One of the few interventions that have been shown to be successful in rodent studies at older ages and after a relatively short treatment, while also being FDA approved, is targeting glucocorticoid hormones [44, 74]. Also, a small clinical trial in AD patients and old macaque monkeys reported improvements in cognition after treatment with mifepristone (GR antagonist) [209, 210], although the short time window and small sample size warrant caution in interpreting these results. Furthermore, AD patients with the highest baseline cortisol levels benefited most from a mifepristone intervention and showed persistent memory improvements up to 8 weeks after discontinuation of the treatment [210]. This could therefore potentially present a promising strategy to further explore, specifically in stress-enhanced AD presentation.

Conclusion

The mechanisms identified through preclinical studies, supported by possible follow-up in validation studies to clinical pilot studies eventually, will hopefully benefit the identification and stratification of populations with higher vulnerability to develop AD, as well as aid in the selection of putative targets. Ultimately, this may promote the development of an early and targeted treatment approach during the many decades between the early life environment and clinical AD presentation.

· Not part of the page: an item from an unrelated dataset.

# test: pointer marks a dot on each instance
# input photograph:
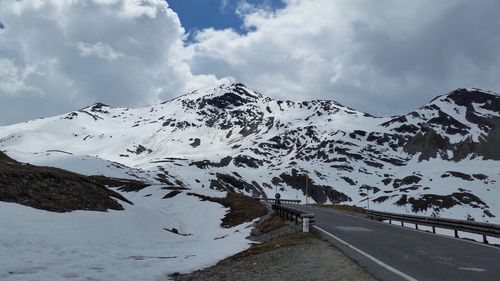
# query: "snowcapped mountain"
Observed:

Box 1. Brain and cognitive reserve hypothesis

The terms brain or cognitive ‘reserve’ have been used as theories to explain individual differences in one’s capacity to maintain cognitive function despite the emergence of brain pathology and individual differences in pathology [116, 211]. For example, some individuals (with a possible increased brain or cognitive reserve) can tolerate more pathological alterations than others before functional deficits appear [107]. The underlying neurobiological mechanisms behind why one person develops AD symptoms later than another person, with comparable pathology, remains elusive, but several possibilities have been proposed, mainly in relation to resilience of the brain to AD neuropathology [212].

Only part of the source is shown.